Given as input a text of $n$ words $w_{1}$, $w_{2}$, ..., $w_{n}$, we transform each word into a vector of size $d$, resulting in the vectors $w_{1}$, $w_{2}$, ..., $w_{n}$ belonging to $R^d$. The resulting $d$×$n$ matrix is then used as input for a convolutional layer that passes a sliding window over the text.

For each window of length $l$:

$u_{i}$ = [$w_{i}$, ..., $w_{i+l-1}$] $∈ R^{d×l}$, 0≤$i$≤$n-l$

For each filter $f_{j} ∈ R^{d×l}$ we calculate <$u_{i}$, $f_{j}$> and obtain the matrix $ F ∈ R^{m×n}$ (if we have padded before applying the filter so that we keep the size $n$ of words), where $m$ is the number of filters. We apply max-pooling to the resulting $F$ matrix, then apply the activation function. Finally, we have a *fully connected* layer that produces the class distribution, from which the class with the highest probability results.

## Images vs Text

To understand why an approach using CNNs is suitable for text, we need to visualize our texts as a matrix.
For the following example we will consider that the representation of a sentence was done at the word level.

For example, for a sentence with a maximum length of 70 words and an embedding length of 300, we can create an array of numeric values of the form 70x300 to represent this sentence.
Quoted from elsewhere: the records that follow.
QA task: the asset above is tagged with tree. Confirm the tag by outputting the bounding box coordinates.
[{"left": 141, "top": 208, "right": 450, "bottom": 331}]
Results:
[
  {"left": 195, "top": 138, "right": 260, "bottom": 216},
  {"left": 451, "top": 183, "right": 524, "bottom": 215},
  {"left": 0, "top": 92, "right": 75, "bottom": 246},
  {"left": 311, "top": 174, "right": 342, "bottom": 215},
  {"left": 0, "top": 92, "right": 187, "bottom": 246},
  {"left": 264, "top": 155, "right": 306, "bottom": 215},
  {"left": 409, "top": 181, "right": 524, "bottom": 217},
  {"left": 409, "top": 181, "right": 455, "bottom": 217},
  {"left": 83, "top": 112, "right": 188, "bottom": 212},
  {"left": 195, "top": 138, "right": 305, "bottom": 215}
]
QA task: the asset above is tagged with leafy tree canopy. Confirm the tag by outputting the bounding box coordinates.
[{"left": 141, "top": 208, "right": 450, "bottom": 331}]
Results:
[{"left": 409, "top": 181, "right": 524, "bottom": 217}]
Unlike images, where matrix elements are represented by pixel values, each line in the vector representation of the sentence is actually the representation of a word.

For images, the convolution filter moves both vertically and horizontally, but for text, the filter only moves vertically, the convolutions are only 1D. A kernel of size (2, 300) that has a filter size of 2 only looks at 2 words at a time. We can therefore think of the size of the filters as a size of n-grams (bigrams, trigrams, etc.).
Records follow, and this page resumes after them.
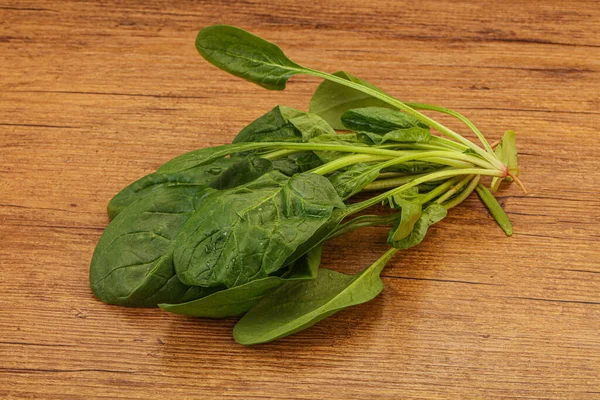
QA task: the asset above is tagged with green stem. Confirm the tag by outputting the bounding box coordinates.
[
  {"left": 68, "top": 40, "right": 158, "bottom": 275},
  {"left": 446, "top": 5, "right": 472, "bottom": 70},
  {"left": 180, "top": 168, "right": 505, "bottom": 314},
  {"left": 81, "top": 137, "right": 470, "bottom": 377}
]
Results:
[
  {"left": 419, "top": 176, "right": 460, "bottom": 204},
  {"left": 327, "top": 213, "right": 402, "bottom": 240},
  {"left": 345, "top": 168, "right": 504, "bottom": 216},
  {"left": 442, "top": 175, "right": 481, "bottom": 210},
  {"left": 404, "top": 102, "right": 495, "bottom": 154},
  {"left": 304, "top": 68, "right": 506, "bottom": 170},
  {"left": 477, "top": 184, "right": 512, "bottom": 236},
  {"left": 312, "top": 150, "right": 494, "bottom": 175},
  {"left": 435, "top": 175, "right": 474, "bottom": 204},
  {"left": 260, "top": 149, "right": 300, "bottom": 160}
]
We will use the IMDb movie reviews dataset: https://www.kaggle.com/lakshmi25npathi/imdb-dataset-of-50k-movie-reviews

In [None]:
!pip install unidecode

Looking in indexes: https://pypi.org/simple, https://us-python.pkg.dev/colab-wheels/public/simple/


In [None]:
import torch
import pandas as pd
from pprint import pprint
from sklearn.model_selection import train_test_split
from unidecode import unidecode
from collections import Counter
import nltk
from nltk import word_tokenize
nltk.download('punkt')


[nltk_data] Downloading package punkt to /root/nltk_data...
[nltk_data]   Package punkt is already up-to-date!


True

In [None]:
from urllib.request import urlretrieve
urlretrieve('https://raw.githubusercontent.com/LawrenceDuan/IMDb-Review-Analysis/master/IMDb_Reviews.csv', 'IMDB_Dataset.csv')
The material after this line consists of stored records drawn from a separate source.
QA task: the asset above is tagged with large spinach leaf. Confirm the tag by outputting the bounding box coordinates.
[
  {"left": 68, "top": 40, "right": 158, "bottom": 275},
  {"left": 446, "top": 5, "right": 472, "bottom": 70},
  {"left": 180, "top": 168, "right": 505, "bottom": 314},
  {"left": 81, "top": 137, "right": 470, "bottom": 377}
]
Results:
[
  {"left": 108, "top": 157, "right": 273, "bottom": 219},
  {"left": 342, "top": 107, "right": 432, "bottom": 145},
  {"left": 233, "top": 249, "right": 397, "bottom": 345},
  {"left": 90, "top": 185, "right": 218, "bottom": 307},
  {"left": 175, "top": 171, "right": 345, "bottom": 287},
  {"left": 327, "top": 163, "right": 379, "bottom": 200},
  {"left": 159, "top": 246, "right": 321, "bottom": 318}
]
('IMDB_Dataset.csv', <http.client.HTTPMessage at 0x7fa19e0ba970>)

In [None]:
data = pd.read_csv('IMDB_Dataset.csv')
data = data[:10000]
data

Unnamed: 0,review,sentiment
0,My family and I normally do not watch local mo...,1
1,"Believe it or not, this was at one time the wo...",0
2,"After some internet surfing, I found the ""Home...",0
3,One of the most unheralded great works of anim...,1
4,"It was the Sixties, and anyone with long hair ...",0
...,...,...
9995,"The film maybe goes a little far, but if you l...",1
9996,This two-parter was excellent - the best since...,1
9997,Shaggy & Scooby-Doo Get a Clue. It's like watc...,0
9998,"Todd Rohal is a mad genius. ""Knuckleface Jones...",1


Splitting the dataset into train and test.

In [None]:
train_df, test_df = train_test_split(data, test_size=0.20, random_state = 42)

print('Training set size', len(train_df))
print('Testing set size', len(test_df))

Training set size 8000
Testing set size 2000


As we have seen in past labs, we cannot train a model directly on textual data, we must transform the data into vector numerical representations.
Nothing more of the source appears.